The restructuring of domestic commercial banks was being actively implemented in three ways: purchase by the State Bank, compulsory merger with State-owned commercial banks and voluntary merger with the participation of foreign partners.
The property market saw positive signs thanks to credit support for home buyers, and looser requirements on property trading and home ownership.
According to the Ministry of Construction, as of April 20 the total value of unsold properties in Hanoi was estimated at VND8.9 trillion (US$409.4 million), down 48.01% year on year. In Ho Chi Minh City, the figure was VND13.5 trillion (US$621 million), down 52.93%. In these two markets, although the land price has increased two-fold compared with 2014, the number of successful transactions also increased by three times with a strong rise in mergers and acquisitions and foreign investment from Asia, Europe and the United States in large property projects.

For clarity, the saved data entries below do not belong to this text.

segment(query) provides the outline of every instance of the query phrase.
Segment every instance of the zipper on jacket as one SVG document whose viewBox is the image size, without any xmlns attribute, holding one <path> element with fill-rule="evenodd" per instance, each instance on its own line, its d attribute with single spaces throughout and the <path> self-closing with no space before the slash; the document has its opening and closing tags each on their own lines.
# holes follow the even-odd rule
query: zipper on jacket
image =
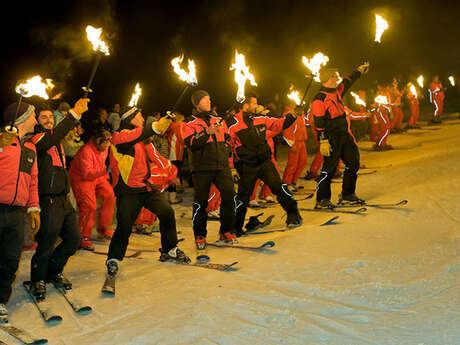
<svg viewBox="0 0 460 345">
<path fill-rule="evenodd" d="M 14 202 L 16 201 L 16 197 L 18 196 L 18 185 L 19 185 L 19 177 L 21 175 L 21 160 L 22 160 L 22 146 L 21 142 L 19 142 L 19 167 L 18 167 L 18 177 L 16 179 L 16 191 L 14 192 L 14 198 L 13 201 L 11 202 L 11 205 L 14 205 Z"/>
</svg>

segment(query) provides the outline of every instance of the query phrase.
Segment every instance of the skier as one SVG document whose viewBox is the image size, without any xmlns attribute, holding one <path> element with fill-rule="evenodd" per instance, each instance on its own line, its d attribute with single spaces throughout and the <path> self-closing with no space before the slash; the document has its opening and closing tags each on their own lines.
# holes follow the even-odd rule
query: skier
<svg viewBox="0 0 460 345">
<path fill-rule="evenodd" d="M 37 155 L 25 140 L 37 124 L 34 106 L 9 105 L 0 118 L 0 322 L 8 322 L 6 304 L 21 258 L 24 213 L 27 208 L 33 233 L 40 227 Z M 12 128 L 10 124 L 14 122 Z"/>
<path fill-rule="evenodd" d="M 359 170 L 359 149 L 350 131 L 342 96 L 363 73 L 369 63 L 360 65 L 349 77 L 339 84 L 337 69 L 321 71 L 322 87 L 313 98 L 311 112 L 314 116 L 316 132 L 320 141 L 320 151 L 324 163 L 319 176 L 315 208 L 333 208 L 331 203 L 331 180 L 340 159 L 345 163 L 342 194 L 339 202 L 363 203 L 355 194 Z"/>
<path fill-rule="evenodd" d="M 198 250 L 206 248 L 206 223 L 211 183 L 221 195 L 219 238 L 227 243 L 237 243 L 233 230 L 235 221 L 232 173 L 229 168 L 230 135 L 226 123 L 211 114 L 211 98 L 204 90 L 192 94 L 192 104 L 197 113 L 184 124 L 184 141 L 191 151 L 194 188 L 193 232 Z"/>
<path fill-rule="evenodd" d="M 435 75 L 428 89 L 430 103 L 434 105 L 432 123 L 441 123 L 441 115 L 444 111 L 444 90 L 439 76 Z"/>
</svg>

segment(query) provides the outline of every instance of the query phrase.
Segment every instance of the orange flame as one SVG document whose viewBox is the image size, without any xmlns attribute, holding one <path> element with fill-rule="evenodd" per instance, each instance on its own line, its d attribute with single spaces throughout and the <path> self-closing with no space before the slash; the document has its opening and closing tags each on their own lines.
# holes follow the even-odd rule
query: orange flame
<svg viewBox="0 0 460 345">
<path fill-rule="evenodd" d="M 188 60 L 188 73 L 180 67 L 180 64 L 184 60 L 184 56 L 180 55 L 171 60 L 171 65 L 174 68 L 174 72 L 179 76 L 180 80 L 185 81 L 189 85 L 198 85 L 198 80 L 196 78 L 196 68 L 195 62 L 193 60 Z"/>
<path fill-rule="evenodd" d="M 417 98 L 417 89 L 414 84 L 409 83 L 409 91 L 415 98 Z"/>
<path fill-rule="evenodd" d="M 359 98 L 359 96 L 356 93 L 352 91 L 351 95 L 355 98 L 356 104 L 366 106 L 366 102 L 364 102 L 361 98 Z"/>
<path fill-rule="evenodd" d="M 131 95 L 131 100 L 129 101 L 129 106 L 130 107 L 137 106 L 137 102 L 139 102 L 139 97 L 141 95 L 142 95 L 142 89 L 141 89 L 139 83 L 137 83 L 136 87 L 134 88 L 134 92 Z"/>
<path fill-rule="evenodd" d="M 375 42 L 381 43 L 380 39 L 382 38 L 383 32 L 388 29 L 390 26 L 380 15 L 375 15 Z"/>
<path fill-rule="evenodd" d="M 292 99 L 295 104 L 300 105 L 300 93 L 297 90 L 292 90 L 288 95 L 289 99 Z"/>
<path fill-rule="evenodd" d="M 313 79 L 319 83 L 319 70 L 321 66 L 326 66 L 329 62 L 329 57 L 323 53 L 316 53 L 310 60 L 302 56 L 302 62 L 311 71 L 311 74 L 314 76 Z"/>
<path fill-rule="evenodd" d="M 236 100 L 242 103 L 246 96 L 244 95 L 244 87 L 246 80 L 249 80 L 251 85 L 257 86 L 254 75 L 249 72 L 249 66 L 246 66 L 246 60 L 243 54 L 239 54 L 238 50 L 235 51 L 235 63 L 230 67 L 230 71 L 235 70 L 235 82 L 238 85 L 236 92 Z"/>
<path fill-rule="evenodd" d="M 36 75 L 29 80 L 26 80 L 24 84 L 19 84 L 16 87 L 16 92 L 23 97 L 39 96 L 43 99 L 48 99 L 49 96 L 46 93 L 47 90 L 54 88 L 53 81 L 51 79 L 42 80 L 42 77 Z"/>
<path fill-rule="evenodd" d="M 418 76 L 417 83 L 421 88 L 423 88 L 423 75 Z"/>
<path fill-rule="evenodd" d="M 107 47 L 107 44 L 101 39 L 101 35 L 101 28 L 95 28 L 91 25 L 86 27 L 86 36 L 88 41 L 90 41 L 93 45 L 93 50 L 104 53 L 104 55 L 110 55 L 109 48 Z"/>
<path fill-rule="evenodd" d="M 388 104 L 388 99 L 386 96 L 378 95 L 377 97 L 375 97 L 375 103 Z"/>
<path fill-rule="evenodd" d="M 450 83 L 452 84 L 452 86 L 455 86 L 455 79 L 454 79 L 454 76 L 451 75 L 451 76 L 449 77 L 449 81 L 450 81 Z"/>
</svg>

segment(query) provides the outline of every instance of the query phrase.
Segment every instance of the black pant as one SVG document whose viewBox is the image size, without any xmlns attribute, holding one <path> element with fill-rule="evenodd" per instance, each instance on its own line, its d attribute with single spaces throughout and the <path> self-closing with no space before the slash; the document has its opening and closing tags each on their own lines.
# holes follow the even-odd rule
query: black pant
<svg viewBox="0 0 460 345">
<path fill-rule="evenodd" d="M 195 236 L 206 237 L 206 223 L 208 215 L 209 189 L 214 183 L 220 192 L 222 202 L 220 204 L 220 232 L 234 232 L 235 223 L 235 188 L 232 172 L 230 169 L 215 171 L 197 171 L 193 173 L 194 202 L 193 202 L 193 232 Z"/>
<path fill-rule="evenodd" d="M 40 197 L 40 230 L 32 257 L 31 281 L 46 280 L 62 273 L 67 260 L 80 245 L 77 213 L 66 195 Z M 61 243 L 55 248 L 58 237 Z"/>
<path fill-rule="evenodd" d="M 339 160 L 345 164 L 343 173 L 342 195 L 353 194 L 359 171 L 359 149 L 349 133 L 333 135 L 329 138 L 331 155 L 324 157 L 323 168 L 316 188 L 316 199 L 331 199 L 331 180 L 334 177 Z"/>
<path fill-rule="evenodd" d="M 6 304 L 16 278 L 24 238 L 24 211 L 0 204 L 0 303 Z"/>
<path fill-rule="evenodd" d="M 110 241 L 108 259 L 123 260 L 128 248 L 131 228 L 142 207 L 160 220 L 161 248 L 169 251 L 177 245 L 174 210 L 158 189 L 151 192 L 117 194 L 117 229 Z"/>
<path fill-rule="evenodd" d="M 261 165 L 249 165 L 239 163 L 236 166 L 240 180 L 238 182 L 238 195 L 236 200 L 236 218 L 235 229 L 242 231 L 244 218 L 248 210 L 249 198 L 254 191 L 254 186 L 258 178 L 270 187 L 273 194 L 276 195 L 278 202 L 286 213 L 298 213 L 297 201 L 292 197 L 287 185 L 282 183 L 281 177 L 275 168 L 273 162 L 269 159 Z"/>
</svg>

In the coming time, there will be a strong rise in the supply of offices and apartments for rent as well as villas and adjacent houses. Outstanding loans of commercial banks to the property market reached nearly VND330 trillion (US$15.2 billion), a marked rise compared with the lowest level of VND180 trillion (US$8.28 billion).
In the early months of the year, social security was improved with a positive sign in the number of jobs thanks to newly established enterprises. The number of workers in industrial enterprises as of April 1 increased 5.5% year on year.
Overall, the outlook for the Vietnamese economy is positive, but a more comprehensive effort is needed. According to the Asia Development Bank, Vietnam's economy is expected to grow by 6.1% in 2015 and 6.2% in 2016, compared with ASEAN's average growth rates of 4.9% and 5.3% in 2015 and 2016 respectively. Inflation is expected at 2.5% in 2015 and 4% in 2016. However, the current account surplus will narrow from 3.1% of GDP in 2015 to 1.5% of GDP in 2016. Meanwhile according to an ANZ report released on April 17, Vietnam's GDP growth in 2015 and 2016 will reach 6.5%, or even higher given positive results in the first months of the year.
Overall, economic growth is still below potential. Inflation is running low but could be higher due to pressure from rising prices of electricity, coal, global oil environmental tax and global oil. Public debt and bad debt are rising. Exports of rice, coffee and seafood are struggling.
In order to achieve the GDP growth of 6.2%, export growth of 10% and a trade deficit of less than 5% of total exports, competent authorities need to maintain a cautious monetary policy; adjust lending rates in line with deposit rates; control bad debt; prioritise capital to important projects; accelerate State-owned enterprise equitisation; create favourable conditions to encourage private enterprises; and expand and diversify export markets.